Para poder seguir creando sus paisajes, sus marinas y sus cuadros de género y de costumbre, decidió sondear la pintura decorativa, una expresión muy de moda entonces. Con ese fin, en 1895 abrió, junto con el pintor Mariano Lafuente, una pequeña sociedad artística a la que llamaron La Decorativa. Su propósito era hacer trabajos de ornamentación en viviendas particulares y comercios. Fue la actividad que más popularidad le dio, además de que a nivel económico le permitió poder continuar dedicándose al arte.

En 1896 presentó en la Exposición Internacional de Viena el cuadro Secretos públicos, que causó buena impresión entre los visitantes. Al año siguiente obtuvo por fin un galardón, al recibir el primer premio en el concurso del cartel anunciador de las ferias vallisoletanas. A eso se sumó la mención honorífica que se le concedió en la Exposición Nacional de 1904. En 1907, el Ayuntamiento quiso hacerle un velado homenaje a quien posiblemente era el pintor de más renombre y aceptación en la Valladolid de finales del siglo XIX, pero que no había alcanzado el reconocimiento nacional que por sus méritos merecía. Se le encomendó decorar su espacio más representativo, el Salón de recepciones, con suelo cubierto de maderas nobles y muros y bóvedas con decoración neo-renacentista. Estaba reservado a actos protocolares, y por ello se buscó a un artista de prestigio que realizara murales de gran formato. Fue el trabajo más ambicioso acometido por él y su magnífico resultado estético hasta hoy se puede ver.

En 1914 creó, en compañía del dibujante Ricardo Huerta, Arte Castellano, una pequeña academia con la cual se proponía contribuir a la formación de los futuros pintores.

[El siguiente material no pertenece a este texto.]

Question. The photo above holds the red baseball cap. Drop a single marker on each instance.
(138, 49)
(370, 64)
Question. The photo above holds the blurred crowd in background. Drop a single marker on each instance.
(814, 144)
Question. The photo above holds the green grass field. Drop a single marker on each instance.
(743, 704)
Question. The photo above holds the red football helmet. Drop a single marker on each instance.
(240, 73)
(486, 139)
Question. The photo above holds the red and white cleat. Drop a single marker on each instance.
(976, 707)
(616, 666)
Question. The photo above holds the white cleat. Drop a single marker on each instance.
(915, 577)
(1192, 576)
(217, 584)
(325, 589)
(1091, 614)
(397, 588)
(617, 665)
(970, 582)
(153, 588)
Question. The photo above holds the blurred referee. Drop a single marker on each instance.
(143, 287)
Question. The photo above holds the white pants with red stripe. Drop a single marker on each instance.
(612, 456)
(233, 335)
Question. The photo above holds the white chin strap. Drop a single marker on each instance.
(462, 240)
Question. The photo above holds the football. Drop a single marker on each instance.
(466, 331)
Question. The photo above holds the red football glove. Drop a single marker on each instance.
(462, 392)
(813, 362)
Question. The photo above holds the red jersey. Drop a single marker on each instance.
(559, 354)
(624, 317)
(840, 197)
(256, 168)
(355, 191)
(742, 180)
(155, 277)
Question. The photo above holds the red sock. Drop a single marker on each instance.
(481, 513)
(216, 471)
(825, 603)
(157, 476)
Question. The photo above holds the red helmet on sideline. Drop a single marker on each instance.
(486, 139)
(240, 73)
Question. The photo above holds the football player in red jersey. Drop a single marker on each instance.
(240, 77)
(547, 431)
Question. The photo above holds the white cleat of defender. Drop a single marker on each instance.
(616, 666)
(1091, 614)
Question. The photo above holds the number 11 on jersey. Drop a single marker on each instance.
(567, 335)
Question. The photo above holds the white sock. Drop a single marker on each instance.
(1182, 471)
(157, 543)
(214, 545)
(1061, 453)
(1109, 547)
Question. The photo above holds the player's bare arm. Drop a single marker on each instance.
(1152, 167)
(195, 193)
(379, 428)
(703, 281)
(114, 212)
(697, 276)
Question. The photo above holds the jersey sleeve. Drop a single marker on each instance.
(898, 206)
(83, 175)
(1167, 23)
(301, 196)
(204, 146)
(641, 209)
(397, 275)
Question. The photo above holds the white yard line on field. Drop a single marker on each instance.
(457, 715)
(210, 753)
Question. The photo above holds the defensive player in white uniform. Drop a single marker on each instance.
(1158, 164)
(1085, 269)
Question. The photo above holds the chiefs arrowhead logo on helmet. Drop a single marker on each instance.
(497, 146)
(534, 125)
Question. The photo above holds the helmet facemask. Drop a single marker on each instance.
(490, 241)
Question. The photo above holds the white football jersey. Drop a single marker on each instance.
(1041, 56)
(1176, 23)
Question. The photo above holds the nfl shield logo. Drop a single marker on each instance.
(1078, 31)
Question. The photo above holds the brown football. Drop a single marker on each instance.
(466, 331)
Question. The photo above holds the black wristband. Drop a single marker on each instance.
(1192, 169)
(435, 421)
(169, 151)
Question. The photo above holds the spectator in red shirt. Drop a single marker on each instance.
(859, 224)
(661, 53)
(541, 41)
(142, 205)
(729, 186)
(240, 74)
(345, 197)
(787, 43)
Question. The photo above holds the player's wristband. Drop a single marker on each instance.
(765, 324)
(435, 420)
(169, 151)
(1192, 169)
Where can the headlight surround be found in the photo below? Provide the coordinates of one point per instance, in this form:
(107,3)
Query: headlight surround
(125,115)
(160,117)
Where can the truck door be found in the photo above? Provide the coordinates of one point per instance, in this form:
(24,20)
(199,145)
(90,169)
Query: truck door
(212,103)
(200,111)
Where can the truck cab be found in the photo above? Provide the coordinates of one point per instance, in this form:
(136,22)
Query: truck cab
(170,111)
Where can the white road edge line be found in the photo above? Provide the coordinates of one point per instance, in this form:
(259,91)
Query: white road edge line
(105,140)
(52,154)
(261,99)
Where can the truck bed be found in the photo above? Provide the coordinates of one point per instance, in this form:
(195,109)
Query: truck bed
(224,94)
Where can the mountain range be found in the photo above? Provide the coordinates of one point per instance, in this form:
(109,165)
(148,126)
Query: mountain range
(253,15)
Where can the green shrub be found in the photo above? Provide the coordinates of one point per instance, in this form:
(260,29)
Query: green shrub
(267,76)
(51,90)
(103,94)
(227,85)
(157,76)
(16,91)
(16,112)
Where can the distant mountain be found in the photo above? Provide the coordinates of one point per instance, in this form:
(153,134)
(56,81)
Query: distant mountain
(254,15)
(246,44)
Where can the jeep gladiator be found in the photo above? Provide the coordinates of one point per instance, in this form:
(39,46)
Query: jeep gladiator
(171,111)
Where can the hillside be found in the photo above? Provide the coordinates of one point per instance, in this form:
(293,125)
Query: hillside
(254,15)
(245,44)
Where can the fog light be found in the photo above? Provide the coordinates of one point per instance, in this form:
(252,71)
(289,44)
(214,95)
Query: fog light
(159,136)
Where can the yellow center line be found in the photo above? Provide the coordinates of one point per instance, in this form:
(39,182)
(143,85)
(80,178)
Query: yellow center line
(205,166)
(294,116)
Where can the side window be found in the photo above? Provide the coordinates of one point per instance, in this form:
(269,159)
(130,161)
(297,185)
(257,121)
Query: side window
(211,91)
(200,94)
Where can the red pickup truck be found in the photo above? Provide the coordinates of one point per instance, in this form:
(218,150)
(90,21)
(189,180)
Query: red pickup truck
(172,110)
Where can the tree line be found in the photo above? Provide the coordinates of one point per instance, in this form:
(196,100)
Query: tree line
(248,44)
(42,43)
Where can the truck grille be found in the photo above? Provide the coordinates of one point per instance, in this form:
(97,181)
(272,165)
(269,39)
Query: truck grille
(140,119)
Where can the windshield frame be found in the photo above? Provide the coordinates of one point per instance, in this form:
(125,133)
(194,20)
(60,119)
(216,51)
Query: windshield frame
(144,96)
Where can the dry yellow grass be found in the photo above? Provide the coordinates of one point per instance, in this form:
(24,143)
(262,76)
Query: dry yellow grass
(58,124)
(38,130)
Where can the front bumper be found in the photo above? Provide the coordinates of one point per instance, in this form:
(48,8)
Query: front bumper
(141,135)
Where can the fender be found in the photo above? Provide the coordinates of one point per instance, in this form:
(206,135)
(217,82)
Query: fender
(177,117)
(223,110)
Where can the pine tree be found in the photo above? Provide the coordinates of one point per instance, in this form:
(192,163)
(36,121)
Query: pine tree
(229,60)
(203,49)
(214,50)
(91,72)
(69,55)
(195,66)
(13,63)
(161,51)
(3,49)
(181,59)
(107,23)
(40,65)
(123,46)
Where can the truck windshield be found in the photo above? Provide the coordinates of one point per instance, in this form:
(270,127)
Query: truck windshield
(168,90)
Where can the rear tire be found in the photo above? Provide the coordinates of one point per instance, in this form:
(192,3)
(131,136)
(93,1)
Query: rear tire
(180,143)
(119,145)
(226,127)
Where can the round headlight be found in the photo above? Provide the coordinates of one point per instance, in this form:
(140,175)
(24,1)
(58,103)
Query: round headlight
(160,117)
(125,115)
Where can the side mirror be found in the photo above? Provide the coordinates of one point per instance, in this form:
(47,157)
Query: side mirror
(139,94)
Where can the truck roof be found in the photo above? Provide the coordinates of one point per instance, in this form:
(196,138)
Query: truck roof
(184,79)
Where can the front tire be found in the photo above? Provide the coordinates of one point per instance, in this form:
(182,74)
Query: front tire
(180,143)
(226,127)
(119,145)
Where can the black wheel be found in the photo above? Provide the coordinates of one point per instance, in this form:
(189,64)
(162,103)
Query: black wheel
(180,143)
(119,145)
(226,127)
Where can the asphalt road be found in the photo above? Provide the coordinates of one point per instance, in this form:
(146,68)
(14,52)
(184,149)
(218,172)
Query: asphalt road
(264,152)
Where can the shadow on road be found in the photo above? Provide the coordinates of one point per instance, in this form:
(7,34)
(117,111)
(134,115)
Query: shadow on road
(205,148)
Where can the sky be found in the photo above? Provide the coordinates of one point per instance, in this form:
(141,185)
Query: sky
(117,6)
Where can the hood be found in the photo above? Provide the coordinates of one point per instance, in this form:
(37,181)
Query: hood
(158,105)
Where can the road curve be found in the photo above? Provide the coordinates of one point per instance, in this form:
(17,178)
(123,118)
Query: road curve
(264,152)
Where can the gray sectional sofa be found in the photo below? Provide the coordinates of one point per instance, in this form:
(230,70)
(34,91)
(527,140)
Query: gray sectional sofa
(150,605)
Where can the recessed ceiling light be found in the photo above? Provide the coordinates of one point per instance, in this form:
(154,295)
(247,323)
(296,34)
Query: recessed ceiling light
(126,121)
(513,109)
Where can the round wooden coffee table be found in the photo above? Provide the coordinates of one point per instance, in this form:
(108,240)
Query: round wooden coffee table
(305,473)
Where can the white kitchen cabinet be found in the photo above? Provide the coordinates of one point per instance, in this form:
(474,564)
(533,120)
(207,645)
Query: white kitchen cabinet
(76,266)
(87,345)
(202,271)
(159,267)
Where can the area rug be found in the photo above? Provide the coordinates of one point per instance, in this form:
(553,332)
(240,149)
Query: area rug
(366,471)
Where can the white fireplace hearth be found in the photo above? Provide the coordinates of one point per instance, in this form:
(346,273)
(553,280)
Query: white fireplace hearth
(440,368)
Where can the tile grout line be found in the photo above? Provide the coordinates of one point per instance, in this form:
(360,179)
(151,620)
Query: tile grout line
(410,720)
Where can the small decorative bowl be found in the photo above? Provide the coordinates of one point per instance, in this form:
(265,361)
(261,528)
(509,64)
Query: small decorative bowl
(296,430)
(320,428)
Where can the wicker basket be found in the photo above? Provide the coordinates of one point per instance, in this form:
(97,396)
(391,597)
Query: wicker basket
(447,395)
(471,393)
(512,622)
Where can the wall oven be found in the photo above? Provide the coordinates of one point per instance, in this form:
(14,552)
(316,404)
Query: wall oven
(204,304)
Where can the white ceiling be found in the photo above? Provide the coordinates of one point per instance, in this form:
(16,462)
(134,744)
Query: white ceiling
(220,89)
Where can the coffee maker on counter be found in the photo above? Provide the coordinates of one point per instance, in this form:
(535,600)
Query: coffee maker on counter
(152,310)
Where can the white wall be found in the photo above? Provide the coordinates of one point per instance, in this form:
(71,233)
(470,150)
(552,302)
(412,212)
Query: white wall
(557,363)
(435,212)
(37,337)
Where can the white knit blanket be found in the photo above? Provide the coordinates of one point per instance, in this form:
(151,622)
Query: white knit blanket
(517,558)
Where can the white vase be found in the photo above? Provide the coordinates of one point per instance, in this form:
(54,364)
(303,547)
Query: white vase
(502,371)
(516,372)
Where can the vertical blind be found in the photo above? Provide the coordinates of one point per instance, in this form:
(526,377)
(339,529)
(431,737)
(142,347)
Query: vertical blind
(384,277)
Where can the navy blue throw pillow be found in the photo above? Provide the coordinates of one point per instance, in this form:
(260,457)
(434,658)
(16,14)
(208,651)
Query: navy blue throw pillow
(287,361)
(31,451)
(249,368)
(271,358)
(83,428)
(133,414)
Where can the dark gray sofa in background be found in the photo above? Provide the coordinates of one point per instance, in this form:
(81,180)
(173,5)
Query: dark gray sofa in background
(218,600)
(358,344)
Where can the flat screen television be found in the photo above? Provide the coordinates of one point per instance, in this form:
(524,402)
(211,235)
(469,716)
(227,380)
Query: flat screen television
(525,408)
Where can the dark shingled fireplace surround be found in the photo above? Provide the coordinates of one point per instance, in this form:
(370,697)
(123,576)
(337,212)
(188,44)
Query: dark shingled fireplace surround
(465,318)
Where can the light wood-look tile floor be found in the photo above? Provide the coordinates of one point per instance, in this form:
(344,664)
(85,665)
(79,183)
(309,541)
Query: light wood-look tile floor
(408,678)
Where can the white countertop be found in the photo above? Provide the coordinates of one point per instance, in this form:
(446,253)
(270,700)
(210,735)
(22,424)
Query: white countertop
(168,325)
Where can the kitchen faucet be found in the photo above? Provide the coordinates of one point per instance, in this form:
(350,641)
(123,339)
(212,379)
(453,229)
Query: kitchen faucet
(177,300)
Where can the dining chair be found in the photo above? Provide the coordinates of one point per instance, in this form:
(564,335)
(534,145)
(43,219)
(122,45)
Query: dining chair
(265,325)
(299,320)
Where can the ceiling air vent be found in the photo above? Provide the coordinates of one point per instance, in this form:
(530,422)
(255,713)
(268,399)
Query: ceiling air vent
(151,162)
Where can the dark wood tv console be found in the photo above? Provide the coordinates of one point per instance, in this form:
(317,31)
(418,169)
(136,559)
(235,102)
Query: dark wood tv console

Desafortunadamente, solo alcanzó a iniciar aquel proyecto pedagógico, pues al año siguiente falleció. La muerte vino así a poner fin a una vocación y una trayectoria artística admirables.

Quienes lo conocieron, cuentan que, además de bondadoso, era extremadamente modesto. Eso pudo haberlo privado de tener en vida el reconocimiento que le fue tan esquivo. Nunca se preocupó de exponer sus cuadros públicamente, lo cual llevó en 1903 a que un crítico local se quejara de este modo: “Lástima que Osmundo cierre su caja de colores a las miradas de los fervientes devotos del arte”. Cuando murió, sus amigos organizaron una muestra con algunos de sus cuadros. Solo fue en 1984 cuando se pudo ver, entre el 4 y el 22 de diciembre, la que en rigor es su primera exposición, patrocinada por la Caja de Ahorros Popular de Valladolid. La coordinó Jesús Urrea, quien también redactó el texto del programa. Para muchos, significó la oportunidad de descubrir al más profesional de los artistas locales de su momento.

En los Estudios críticos (1886), de Rafael María de Merchán, encontré esta anotación: “El señor Gabriel Osmundo Gómez se distingue en Valladolid como pintor, y los periódicos de aquella población ponderan su último cuadro al óleo, que representa una escena tomada de una leyenda de Zorrilla”. Ese cuadro se puede ver en la Casa Museo dedicada al autor del Don Juan Tenorio.